Archiv für den Monat Juli 2018

Ein Labyrinth im Paradies

Die Friedensgemeinde sucht einen Kirchengarten

Im Gemeindebrief und auf der jüngsten Gemeindeversammlung hat Pfarrerin Martina Reister-Ulrichs die Idee vorgestellt: Ein Kirchengarten in der Friedensgemeinde für die Menschen in Handschuhsheim. Was hinter der Idee steckt und wie aus der Idee Wirklichkeit werden kann, das beschreibt Martina Reister-Ulrichs hier:

 

Photo by Emiel Molenaar/Unsplash

Auf meinen Spaziergängen durchs Handschuhsheimer Feld träume ich manchmal davon, dass hier auf einem Platz unter freiem Himmel ein dauerhaft begehbares Labyrinth entstehen könnte, wie es inzwischen an vielen Orten in Deutschland und weltweit der Fall ist. Da gibt es Rosen- und Lavendellabyrinthe, Rasen- und Steinlabyrinthe. Schöne Beispiele finden Sie auf dieser Internetseite.

Der Gottesdienst, den wir am 3. Juni dieses Jahres auf dem Gelände der Gärtnerei Stockert gefeiert haben, hat mich darin bestärkt, in diese Richtung weiter zu denken. Das Handschuhsheimer Feld ist neben einer gewachsenen und sich stetig wandelnden Kulturlandschaft auch ein wichtiges Naherholungsgebiet. Viele Spaziergängerinnen, Jogger und Walkinggruppen drehen dort regelmäßig ihre Runden, mit und ohne Hund.

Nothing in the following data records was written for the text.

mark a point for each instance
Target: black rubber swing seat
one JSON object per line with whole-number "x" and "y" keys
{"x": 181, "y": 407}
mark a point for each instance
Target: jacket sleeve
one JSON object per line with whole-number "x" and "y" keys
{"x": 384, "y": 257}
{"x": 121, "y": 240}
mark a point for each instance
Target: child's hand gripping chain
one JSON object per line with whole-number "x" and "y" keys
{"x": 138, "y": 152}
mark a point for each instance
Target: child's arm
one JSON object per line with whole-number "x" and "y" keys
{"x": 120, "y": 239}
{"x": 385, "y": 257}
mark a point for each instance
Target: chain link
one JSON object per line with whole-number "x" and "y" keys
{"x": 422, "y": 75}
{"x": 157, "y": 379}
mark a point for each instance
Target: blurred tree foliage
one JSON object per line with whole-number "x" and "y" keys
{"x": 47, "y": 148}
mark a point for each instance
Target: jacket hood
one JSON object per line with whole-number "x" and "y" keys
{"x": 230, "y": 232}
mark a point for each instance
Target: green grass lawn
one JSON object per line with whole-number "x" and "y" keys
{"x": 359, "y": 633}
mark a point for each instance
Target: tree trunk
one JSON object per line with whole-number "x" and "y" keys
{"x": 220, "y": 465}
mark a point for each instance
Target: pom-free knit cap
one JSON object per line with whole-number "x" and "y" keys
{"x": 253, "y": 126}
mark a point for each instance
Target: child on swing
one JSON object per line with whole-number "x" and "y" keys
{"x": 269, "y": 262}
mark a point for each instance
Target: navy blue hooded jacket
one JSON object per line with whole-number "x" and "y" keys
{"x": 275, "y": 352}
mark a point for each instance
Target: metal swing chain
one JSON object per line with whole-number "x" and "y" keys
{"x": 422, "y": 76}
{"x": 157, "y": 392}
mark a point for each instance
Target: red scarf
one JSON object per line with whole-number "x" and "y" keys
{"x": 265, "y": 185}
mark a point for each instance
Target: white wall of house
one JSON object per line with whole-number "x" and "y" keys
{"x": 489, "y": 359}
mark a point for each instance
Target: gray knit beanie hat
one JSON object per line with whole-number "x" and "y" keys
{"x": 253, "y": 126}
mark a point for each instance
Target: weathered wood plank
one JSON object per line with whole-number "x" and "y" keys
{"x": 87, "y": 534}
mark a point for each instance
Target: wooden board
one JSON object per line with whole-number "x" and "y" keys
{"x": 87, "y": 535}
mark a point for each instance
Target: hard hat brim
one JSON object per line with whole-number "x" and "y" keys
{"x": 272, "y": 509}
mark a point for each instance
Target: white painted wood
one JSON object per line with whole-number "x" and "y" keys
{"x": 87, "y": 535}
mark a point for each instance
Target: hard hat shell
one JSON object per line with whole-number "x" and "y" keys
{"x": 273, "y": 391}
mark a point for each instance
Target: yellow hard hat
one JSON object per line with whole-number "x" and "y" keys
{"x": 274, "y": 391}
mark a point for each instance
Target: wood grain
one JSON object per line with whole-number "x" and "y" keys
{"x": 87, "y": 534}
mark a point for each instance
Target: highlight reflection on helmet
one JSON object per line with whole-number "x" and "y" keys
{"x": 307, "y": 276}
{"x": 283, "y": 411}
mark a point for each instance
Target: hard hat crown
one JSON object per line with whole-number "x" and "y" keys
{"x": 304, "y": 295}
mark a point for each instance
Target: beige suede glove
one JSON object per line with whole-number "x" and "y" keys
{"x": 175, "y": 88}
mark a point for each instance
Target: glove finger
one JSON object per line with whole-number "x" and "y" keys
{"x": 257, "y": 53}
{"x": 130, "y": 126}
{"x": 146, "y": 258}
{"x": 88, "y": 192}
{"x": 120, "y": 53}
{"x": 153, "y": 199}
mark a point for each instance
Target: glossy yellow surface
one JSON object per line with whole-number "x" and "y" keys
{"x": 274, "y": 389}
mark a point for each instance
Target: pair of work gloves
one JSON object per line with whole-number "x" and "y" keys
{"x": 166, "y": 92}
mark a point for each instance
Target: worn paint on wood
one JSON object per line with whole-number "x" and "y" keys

In einem Labyrinth könnten sie und viele andere neben frischer Luft, offenem Himmel und den sich je nach Jahreszeit wandelnden Äckern, Feldern und Wiesen auch spirituell Kraft tanken. Das passiert nämlich beim Abschreiten eines Labyrinths. Der vorgegebene Weg mit seinen zahlreichen Windungen und Wendungen wird durchlässig für die eigenen Lebenswege mit ihren Umwegen und zusätzlichen Schleifen, die manchmal weit weg von einem Ziel und doch zielstrebig zu einer Mitte führen.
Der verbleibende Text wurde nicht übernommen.